Über die Zusammenhänge darf man sich Köpfe zerbrechen. Gerade wurde mit Donald Trump ein Mensch zum Präsidenten der USA gewählt, der über keine ausreichende politische Erfahrung verfügt um diese Rolle im herkömmlichen Sinne auszufüllen. Er war aber der lauteste und provokanteste Kommentator im Wahlkampf. Provokant äußerte er sich über den vermeintlichen Zustand der amerikanischen Gesellschaft. Welches Erkenntniswerkzeug und welches Wissen er mitbringt, von welchem Standpunkt er exakt ausgeht und ähnliches mehr spielten und spielen keine Rolle. Trump erkennt, weil er erkennt. Er nimmt wahr, weil die anderen nicht wahrnehmen. Er ist im Recht, weil er die Lautstärke erhöht hat und sich im Gebrüll des Wahlkampfes als Alpha-Tier mit dem lautesten Brüllen herausgestrichen hat.
Offenbar reicht das alles. Ein Internet-Zugang reicht aus, um einen Film bewerten zu können und über diesen abfällig zu sprechen. Im postfaktischen Zeitalter reicht es darüber hinaus aus, laut zu sein. Wer die Fakten auf den Tisch legt und fein säuberlich analysiert und interpretiert ist beinahe verdächtig. Der Leise ist seltsam, erratisch, merkwürdig. Er steht unter Verdacht verkopft zu sein. So sehr in seiner Gedankenwelt verstrickt, dass er die Realität an sich nicht mehr erkennt.
Das postfaktische Zeitalter ist damit wohl auch ein Zeitalter des Hausverstandes und des Es-versteht-sich-von-selbst. Eine immer größere Masse gibt vor, dass die Dinge in Wahrheit ganz einfach seien. Dass es die Intellektuellen sind, die sie verkomplizierten und damit dazu beigetragen haben, dass die Wahrheit unter all dem Geraune und Gerede begraben liegt.

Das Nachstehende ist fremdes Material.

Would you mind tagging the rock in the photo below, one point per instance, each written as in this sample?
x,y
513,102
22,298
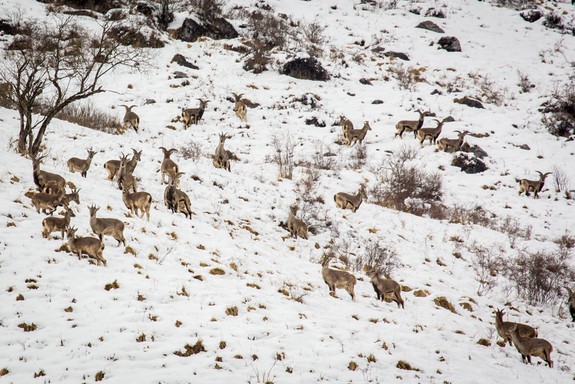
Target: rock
x,y
531,15
450,44
306,69
465,100
399,55
430,26
468,163
181,60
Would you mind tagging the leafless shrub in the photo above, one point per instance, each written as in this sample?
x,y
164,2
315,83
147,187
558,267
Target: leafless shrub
x,y
538,276
86,115
486,263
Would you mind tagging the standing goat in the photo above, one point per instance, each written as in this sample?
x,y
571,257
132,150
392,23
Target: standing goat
x,y
452,145
295,226
131,119
175,199
532,347
353,135
240,107
106,226
137,201
46,181
430,133
534,186
53,224
222,157
504,328
88,245
113,166
168,168
335,278
571,301
81,165
347,201
409,125
194,115
385,288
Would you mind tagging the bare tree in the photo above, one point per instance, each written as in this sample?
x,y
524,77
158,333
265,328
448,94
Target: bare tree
x,y
53,65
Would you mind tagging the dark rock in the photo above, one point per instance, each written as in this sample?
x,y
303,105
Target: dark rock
x,y
399,55
430,26
531,15
465,100
306,69
450,44
181,60
468,163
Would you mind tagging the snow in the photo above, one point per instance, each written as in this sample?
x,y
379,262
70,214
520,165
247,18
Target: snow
x,y
235,226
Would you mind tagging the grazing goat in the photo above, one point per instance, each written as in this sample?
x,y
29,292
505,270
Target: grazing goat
x,y
430,133
113,166
131,119
240,107
295,226
347,201
53,224
46,181
81,165
88,245
175,199
106,226
532,347
169,168
194,115
335,278
534,186
137,201
571,301
222,157
385,288
504,328
409,125
354,135
452,145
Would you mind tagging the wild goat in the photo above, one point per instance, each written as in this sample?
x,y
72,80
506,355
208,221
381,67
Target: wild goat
x,y
46,181
88,245
571,301
137,201
222,157
194,115
125,179
354,135
335,278
131,119
532,347
534,186
106,226
295,226
240,107
452,145
175,199
347,201
430,133
81,165
504,328
169,168
113,166
409,125
385,288
53,224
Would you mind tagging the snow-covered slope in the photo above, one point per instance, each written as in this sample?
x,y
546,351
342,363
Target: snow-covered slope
x,y
230,279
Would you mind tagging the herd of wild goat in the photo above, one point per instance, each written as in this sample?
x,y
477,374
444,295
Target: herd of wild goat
x,y
52,194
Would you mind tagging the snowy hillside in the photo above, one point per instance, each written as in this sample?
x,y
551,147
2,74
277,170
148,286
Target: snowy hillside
x,y
231,279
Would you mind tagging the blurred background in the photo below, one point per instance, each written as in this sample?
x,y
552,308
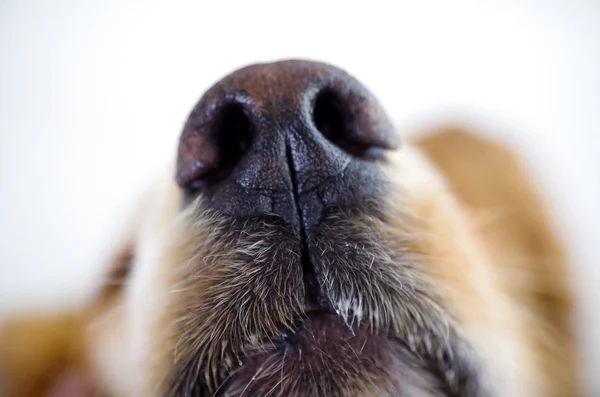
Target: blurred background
x,y
93,96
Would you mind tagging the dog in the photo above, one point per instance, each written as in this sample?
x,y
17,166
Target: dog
x,y
303,249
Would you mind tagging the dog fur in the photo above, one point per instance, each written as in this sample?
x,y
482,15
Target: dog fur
x,y
457,260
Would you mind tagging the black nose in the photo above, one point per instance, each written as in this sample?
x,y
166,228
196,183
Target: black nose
x,y
287,138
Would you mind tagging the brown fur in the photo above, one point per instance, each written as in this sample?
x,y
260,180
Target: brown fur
x,y
463,252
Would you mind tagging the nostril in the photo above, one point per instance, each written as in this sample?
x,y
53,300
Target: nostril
x,y
211,153
334,119
233,134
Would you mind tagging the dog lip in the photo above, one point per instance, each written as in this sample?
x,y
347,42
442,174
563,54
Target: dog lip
x,y
322,341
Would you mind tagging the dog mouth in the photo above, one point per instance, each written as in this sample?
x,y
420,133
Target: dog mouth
x,y
260,328
309,357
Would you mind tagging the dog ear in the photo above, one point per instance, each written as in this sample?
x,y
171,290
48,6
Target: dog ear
x,y
43,356
510,218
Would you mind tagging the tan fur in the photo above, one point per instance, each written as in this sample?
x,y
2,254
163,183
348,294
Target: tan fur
x,y
475,226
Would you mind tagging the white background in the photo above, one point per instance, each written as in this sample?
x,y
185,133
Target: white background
x,y
93,95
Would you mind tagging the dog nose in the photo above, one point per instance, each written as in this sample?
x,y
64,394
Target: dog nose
x,y
288,138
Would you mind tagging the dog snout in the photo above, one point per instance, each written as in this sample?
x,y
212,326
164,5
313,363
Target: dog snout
x,y
286,138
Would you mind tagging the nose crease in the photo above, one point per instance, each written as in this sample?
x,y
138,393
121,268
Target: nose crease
x,y
288,138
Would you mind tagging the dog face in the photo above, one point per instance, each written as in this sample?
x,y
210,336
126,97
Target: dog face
x,y
303,251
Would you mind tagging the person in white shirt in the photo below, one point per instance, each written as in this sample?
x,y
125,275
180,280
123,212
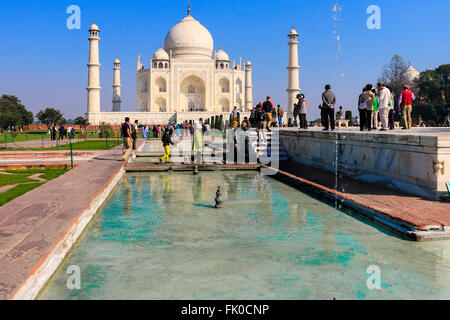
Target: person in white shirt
x,y
383,105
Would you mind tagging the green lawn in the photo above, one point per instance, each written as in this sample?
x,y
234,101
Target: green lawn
x,y
24,182
81,145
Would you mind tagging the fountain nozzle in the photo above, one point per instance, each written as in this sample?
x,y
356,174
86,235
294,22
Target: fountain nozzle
x,y
219,199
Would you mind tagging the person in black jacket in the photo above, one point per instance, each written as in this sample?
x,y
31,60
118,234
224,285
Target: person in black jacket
x,y
167,141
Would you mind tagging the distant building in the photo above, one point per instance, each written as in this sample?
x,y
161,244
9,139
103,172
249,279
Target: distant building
x,y
411,74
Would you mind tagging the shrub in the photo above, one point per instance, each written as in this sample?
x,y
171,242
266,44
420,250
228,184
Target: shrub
x,y
106,130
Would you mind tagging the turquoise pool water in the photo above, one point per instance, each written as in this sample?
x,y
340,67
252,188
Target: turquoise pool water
x,y
159,238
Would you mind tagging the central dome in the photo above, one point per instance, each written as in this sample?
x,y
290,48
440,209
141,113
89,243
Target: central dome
x,y
189,38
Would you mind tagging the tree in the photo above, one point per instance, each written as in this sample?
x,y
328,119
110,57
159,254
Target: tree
x,y
81,121
50,117
434,93
393,73
13,112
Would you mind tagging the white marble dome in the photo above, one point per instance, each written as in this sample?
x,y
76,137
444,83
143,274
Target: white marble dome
x,y
411,73
160,54
222,55
189,38
94,27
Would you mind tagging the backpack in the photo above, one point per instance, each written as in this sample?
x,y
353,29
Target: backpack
x,y
260,115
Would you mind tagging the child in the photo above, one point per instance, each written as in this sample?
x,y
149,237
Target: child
x,y
167,141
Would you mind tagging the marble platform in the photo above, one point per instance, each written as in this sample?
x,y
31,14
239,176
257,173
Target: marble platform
x,y
415,161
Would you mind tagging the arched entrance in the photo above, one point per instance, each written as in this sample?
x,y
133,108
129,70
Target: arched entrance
x,y
192,94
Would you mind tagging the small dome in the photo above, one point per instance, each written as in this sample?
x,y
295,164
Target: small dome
x,y
160,54
293,32
411,73
94,27
222,55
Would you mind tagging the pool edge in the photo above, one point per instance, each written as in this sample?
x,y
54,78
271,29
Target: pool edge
x,y
398,227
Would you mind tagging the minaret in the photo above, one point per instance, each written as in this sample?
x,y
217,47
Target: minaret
x,y
93,89
293,68
139,64
248,86
116,86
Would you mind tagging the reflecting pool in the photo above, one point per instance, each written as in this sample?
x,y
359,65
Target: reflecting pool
x,y
159,237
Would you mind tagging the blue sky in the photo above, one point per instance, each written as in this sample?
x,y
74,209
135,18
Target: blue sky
x,y
44,63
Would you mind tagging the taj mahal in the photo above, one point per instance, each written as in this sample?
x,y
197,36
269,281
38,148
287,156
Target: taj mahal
x,y
185,80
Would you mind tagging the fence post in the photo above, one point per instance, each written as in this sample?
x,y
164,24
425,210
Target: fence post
x,y
71,154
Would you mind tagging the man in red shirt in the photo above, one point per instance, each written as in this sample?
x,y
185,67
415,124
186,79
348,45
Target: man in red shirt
x,y
405,102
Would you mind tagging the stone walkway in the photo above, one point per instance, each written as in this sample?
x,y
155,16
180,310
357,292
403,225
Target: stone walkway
x,y
410,211
38,225
31,144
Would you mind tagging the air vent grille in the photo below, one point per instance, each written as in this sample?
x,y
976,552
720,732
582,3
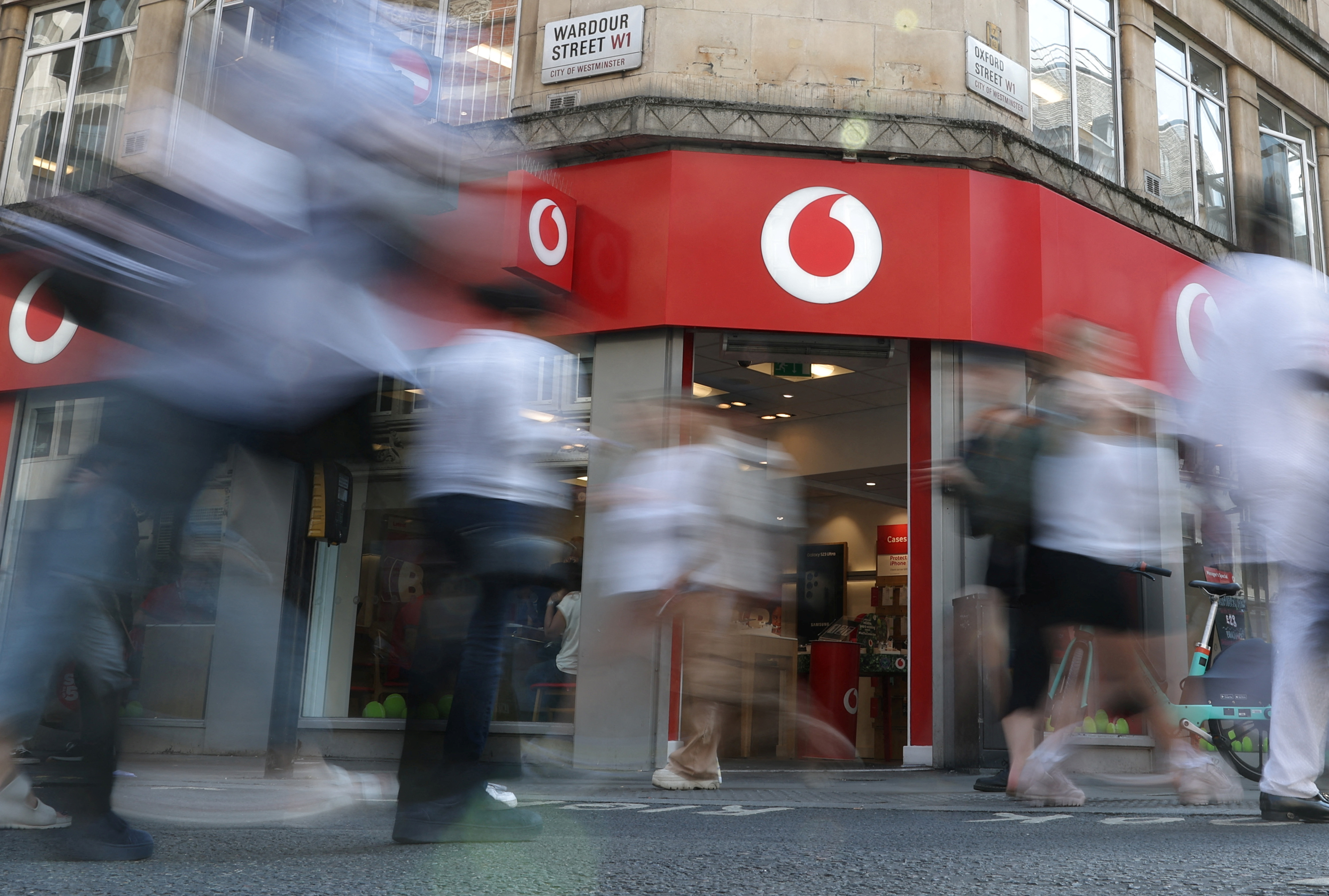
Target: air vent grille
x,y
136,143
1154,185
564,100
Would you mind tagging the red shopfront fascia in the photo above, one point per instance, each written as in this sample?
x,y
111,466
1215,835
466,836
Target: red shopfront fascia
x,y
726,241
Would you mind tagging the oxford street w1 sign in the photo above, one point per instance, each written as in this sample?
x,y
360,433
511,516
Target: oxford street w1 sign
x,y
996,78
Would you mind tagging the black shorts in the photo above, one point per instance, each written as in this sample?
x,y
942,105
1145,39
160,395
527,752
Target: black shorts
x,y
1072,589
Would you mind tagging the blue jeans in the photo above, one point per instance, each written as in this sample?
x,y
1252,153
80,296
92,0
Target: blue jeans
x,y
464,528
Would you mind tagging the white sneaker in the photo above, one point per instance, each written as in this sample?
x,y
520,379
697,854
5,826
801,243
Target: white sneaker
x,y
669,779
1207,785
1043,783
503,795
15,813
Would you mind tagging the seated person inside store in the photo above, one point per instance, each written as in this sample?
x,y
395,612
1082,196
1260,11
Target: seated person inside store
x,y
563,619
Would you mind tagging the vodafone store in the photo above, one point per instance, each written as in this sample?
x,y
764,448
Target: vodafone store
x,y
857,319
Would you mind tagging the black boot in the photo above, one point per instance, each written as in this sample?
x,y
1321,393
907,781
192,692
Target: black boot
x,y
1294,809
993,783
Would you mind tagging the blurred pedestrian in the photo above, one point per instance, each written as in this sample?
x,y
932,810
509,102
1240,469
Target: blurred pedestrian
x,y
1263,395
688,534
1096,499
488,504
995,477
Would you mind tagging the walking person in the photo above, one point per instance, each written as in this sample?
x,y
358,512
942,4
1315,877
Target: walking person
x,y
1094,515
488,506
1262,394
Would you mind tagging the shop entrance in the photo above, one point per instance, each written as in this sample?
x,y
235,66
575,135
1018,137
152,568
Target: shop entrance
x,y
825,669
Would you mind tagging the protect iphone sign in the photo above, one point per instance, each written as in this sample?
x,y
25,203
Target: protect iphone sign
x,y
599,45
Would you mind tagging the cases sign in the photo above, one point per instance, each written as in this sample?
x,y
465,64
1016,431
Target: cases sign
x,y
996,78
597,45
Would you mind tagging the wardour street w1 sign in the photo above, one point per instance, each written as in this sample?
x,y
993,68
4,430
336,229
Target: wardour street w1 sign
x,y
996,78
596,45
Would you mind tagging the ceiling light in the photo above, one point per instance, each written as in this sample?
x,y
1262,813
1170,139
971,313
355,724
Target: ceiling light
x,y
492,54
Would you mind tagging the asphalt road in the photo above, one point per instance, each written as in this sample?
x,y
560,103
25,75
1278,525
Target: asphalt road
x,y
639,849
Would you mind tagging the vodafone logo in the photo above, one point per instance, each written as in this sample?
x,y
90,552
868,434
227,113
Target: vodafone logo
x,y
25,346
413,66
822,289
544,253
1185,337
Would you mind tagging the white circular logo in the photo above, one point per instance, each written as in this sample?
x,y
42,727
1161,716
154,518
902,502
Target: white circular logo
x,y
1183,322
544,253
25,346
810,288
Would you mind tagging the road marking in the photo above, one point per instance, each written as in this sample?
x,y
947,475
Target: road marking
x,y
738,810
1015,817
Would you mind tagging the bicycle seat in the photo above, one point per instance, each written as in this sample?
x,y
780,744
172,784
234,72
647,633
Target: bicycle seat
x,y
1218,589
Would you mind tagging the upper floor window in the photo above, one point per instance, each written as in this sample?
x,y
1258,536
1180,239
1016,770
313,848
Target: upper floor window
x,y
66,132
1193,135
1073,82
476,43
217,38
1288,168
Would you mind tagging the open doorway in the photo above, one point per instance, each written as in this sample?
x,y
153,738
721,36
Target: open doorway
x,y
839,407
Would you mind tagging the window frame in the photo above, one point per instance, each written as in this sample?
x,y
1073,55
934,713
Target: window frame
x,y
75,76
1195,91
1114,34
1310,173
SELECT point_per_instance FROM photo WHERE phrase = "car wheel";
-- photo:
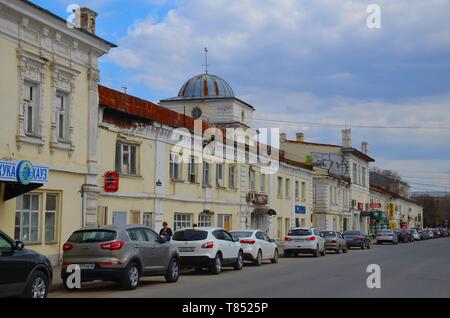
(316, 252)
(131, 277)
(240, 262)
(216, 266)
(258, 260)
(274, 260)
(37, 287)
(173, 272)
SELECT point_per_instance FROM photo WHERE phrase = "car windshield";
(92, 236)
(190, 235)
(299, 232)
(242, 234)
(352, 233)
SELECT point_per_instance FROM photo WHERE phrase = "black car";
(23, 272)
(357, 239)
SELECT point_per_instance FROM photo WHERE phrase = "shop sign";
(111, 182)
(300, 209)
(23, 172)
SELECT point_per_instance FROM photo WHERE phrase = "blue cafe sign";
(23, 172)
(300, 209)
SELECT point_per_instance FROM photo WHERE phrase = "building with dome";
(211, 98)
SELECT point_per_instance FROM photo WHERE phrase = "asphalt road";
(420, 269)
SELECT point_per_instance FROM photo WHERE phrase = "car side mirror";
(19, 245)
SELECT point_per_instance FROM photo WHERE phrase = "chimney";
(365, 147)
(347, 138)
(86, 19)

Das alles macht ratlos. Müssen sich Menschen, die mehr Kompetenz und Wissen in Bezug auf Filme haben, tatsächlich in „Tatort-Diskussionen“ einmischen und dem lauten Geschrei sensible und fundierte Vernunft gegenüber stellen? Dürfen und sollen Intellektuelle wirklich mit Fakten und Wissen daraus hinweisen, warum es vielleicht nicht so klug war Donald Trump zum mächtigsten Mann der Welt zu machen?
Vermutlich ist es schon zu spät. Längst regiert der „Mob“. Der sich seine Filme selbst interpretiert und sich seine Kunst und Musik selbst aussucht. Der unbelehrbar ist. Der sich seine Präsidenten selbst wählt, auch gegen mediale Vorherrschaft und Empfehlungen. Die Intellektuellen haben auf vielen Ebenen verspielt. Sie sind, unter anderem, von den sozialen Netzwerken obsolet gemacht worden. Was jetzt?